Sequence heterogeneity in PfMSP-119 protein, a leading vaccine candidate antigen for vaccination against erythrocytic stages of P. falciparum, may compromise its use as a vaccine candidate antigen. Based on sequence variations among different laboratory and field isolates, two prototypic alleles of P. falciparum MSP-1 represented by PfMAD20 and PfK1/Wellcome have been described in isolates from Africa, Asia and Latin America [15, 16, 24, 25]. The C-terminal 19 kDa region of MSP-1 (PfMSP-119) is a highly conserved region showing amino-acid alterations at only five positions out of 102 residues. Based on these alterations, about ten different PfMSP-119 allelic forms have been predicted in different field isolates across the world .
Here, sequence diversity in MSP-119 region, among Indian P. falciparum field isolates in malaria endemic villages in same geographical location was investigated. Some of these isolates have been previously analysed for sequence variations in the receptor binding domain of Pf EBA-175 . Sequence data of the 16th block of MSP-1 revealed that all the isolates were of PfMAD20 type. The present study's results and the data obtained from previous studies clearly demonstrate that MAD20 allelic form predominates among Indian PfMSP-1 isolates from different geographical locations [18, 20, 30]. In the 17th block, seven allelic forms was observed. Of these PfMSP-119 alleles, two alleles (E-TNR-L & E-TSR-F) have not been reported earlier, however, Qari et al (1998) have earlier predicted E-TNR-L. These allelic forms seem to have generated due to intragenic recombination between the two prototypic alleles as suggested earlier because all the substituted amino acids belonged to either one or other allelic form.
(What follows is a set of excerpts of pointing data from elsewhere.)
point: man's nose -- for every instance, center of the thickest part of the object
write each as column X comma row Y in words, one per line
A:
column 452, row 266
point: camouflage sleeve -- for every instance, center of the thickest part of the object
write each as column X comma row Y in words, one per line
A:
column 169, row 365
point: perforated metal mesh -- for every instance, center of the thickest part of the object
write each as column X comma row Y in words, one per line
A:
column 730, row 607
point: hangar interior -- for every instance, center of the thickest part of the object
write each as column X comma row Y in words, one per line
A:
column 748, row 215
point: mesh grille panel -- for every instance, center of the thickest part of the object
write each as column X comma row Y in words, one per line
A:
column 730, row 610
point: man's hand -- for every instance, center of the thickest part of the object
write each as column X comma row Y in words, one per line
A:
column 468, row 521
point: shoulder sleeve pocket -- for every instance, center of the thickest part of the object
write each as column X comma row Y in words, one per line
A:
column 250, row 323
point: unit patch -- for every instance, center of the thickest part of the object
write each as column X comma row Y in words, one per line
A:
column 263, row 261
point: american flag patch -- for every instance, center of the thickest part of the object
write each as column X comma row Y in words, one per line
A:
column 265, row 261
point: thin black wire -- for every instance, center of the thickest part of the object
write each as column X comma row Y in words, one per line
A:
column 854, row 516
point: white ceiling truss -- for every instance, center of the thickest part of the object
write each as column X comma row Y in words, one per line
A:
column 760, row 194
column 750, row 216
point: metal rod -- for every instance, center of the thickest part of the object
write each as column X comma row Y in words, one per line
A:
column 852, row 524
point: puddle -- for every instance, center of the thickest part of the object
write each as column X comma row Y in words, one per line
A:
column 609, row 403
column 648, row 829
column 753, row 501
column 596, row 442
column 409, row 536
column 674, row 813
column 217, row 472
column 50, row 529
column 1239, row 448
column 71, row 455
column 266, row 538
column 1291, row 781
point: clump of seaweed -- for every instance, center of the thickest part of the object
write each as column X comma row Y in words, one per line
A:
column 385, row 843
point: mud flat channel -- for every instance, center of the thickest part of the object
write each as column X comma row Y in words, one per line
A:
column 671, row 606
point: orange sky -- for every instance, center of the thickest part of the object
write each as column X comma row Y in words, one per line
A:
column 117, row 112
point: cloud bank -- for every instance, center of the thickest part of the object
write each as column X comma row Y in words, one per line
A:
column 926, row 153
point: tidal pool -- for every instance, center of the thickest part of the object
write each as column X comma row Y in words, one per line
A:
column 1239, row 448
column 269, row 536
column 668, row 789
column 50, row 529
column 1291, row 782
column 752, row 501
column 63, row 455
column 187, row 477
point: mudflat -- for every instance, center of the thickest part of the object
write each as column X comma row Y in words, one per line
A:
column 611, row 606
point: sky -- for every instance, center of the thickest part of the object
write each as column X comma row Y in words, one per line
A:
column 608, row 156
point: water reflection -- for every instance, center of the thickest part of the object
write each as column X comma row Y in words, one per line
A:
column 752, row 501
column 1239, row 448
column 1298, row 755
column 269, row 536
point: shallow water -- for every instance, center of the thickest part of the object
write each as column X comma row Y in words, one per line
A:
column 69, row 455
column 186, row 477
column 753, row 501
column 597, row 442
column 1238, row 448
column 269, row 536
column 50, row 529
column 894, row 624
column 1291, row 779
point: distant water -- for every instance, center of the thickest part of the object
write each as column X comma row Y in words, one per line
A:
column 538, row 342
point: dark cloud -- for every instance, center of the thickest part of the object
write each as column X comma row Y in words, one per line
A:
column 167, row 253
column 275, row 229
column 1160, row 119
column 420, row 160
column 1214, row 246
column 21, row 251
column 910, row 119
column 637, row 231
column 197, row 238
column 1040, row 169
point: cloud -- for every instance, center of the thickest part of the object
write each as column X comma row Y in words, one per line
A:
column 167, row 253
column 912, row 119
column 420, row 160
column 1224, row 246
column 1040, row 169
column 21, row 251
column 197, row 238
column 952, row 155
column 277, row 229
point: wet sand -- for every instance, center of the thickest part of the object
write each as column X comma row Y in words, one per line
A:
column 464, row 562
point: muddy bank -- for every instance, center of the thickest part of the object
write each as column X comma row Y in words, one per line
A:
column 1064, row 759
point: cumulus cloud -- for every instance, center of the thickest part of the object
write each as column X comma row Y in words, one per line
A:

To know whether these five amino acid substitutions in the PfMSP-119 region generate variant specific immune responses in P. falciparum infected patients, three PfMSP-119 variants (Q-KNG-L, E-KNG-L & E-TSR-F) were expressed in an E. coli expression system with an N-terminal His tag. Proteins were purified on a Ni2+-NTA column. All the three PfMSP-119 recombinant forms were recognized well by an invasion inhibitory monoclonal antibody (12.10) and anti-PfMSP-119 (Q-KNG-L) polyclonal antibody. An earlier study  showed that the yeast secreted recombinant MSP-119 variants are recognized by polyclonal antibody raised against baculoproduced MSP1 (E-KNG) variant and by mAB 5B1 that is known to inhibit invasion. Recognition of all the PfMSP-119 variants by mAB 5B1 and 12.10 suggest that some of these protective epitopes are not variant specific. A preliminary investigation of protective type IgG1/IgG3 antibody response to Q-KNG-L sequence variant was carried out and significant IgG1/IgG3 responses were observed in the infected sera (data not shown). The frequency of IgG1 responses in different sera was quite similar while a significant difference was seen within IgG3 responses as previously shown .
To determine the presence of variant specific antibodies during the natural infection, sera from BK3-62, CM3-56 and PP3-18 patients were immuno-depleted using each of the three recombinant antigens and the depleted sera were analysed for reactivity with three variant antigens. Results demonstrated that sera from P. falciparum infected patients do contain cross-reactive as well as PfMSP-119 variant specific antibodies. At present, it is difficult to say up to what extent these variant specific antibodies contribute to protective immune responses. Another aspect that requires probing is the contribution of historic infections with parasite of different sequence types. However, data from a number of challenge studies have also provided evidences for the variant specific immune responses. Immunization of mice with recombinant PyMSP-119 protected mice against homologous but not heterologous sporozoite or blood stage challenges [32, 33]. In some cases where some level of protection to heterologous malarial challenge was seen, it was significantly lower than the homologous challenge [6, 34].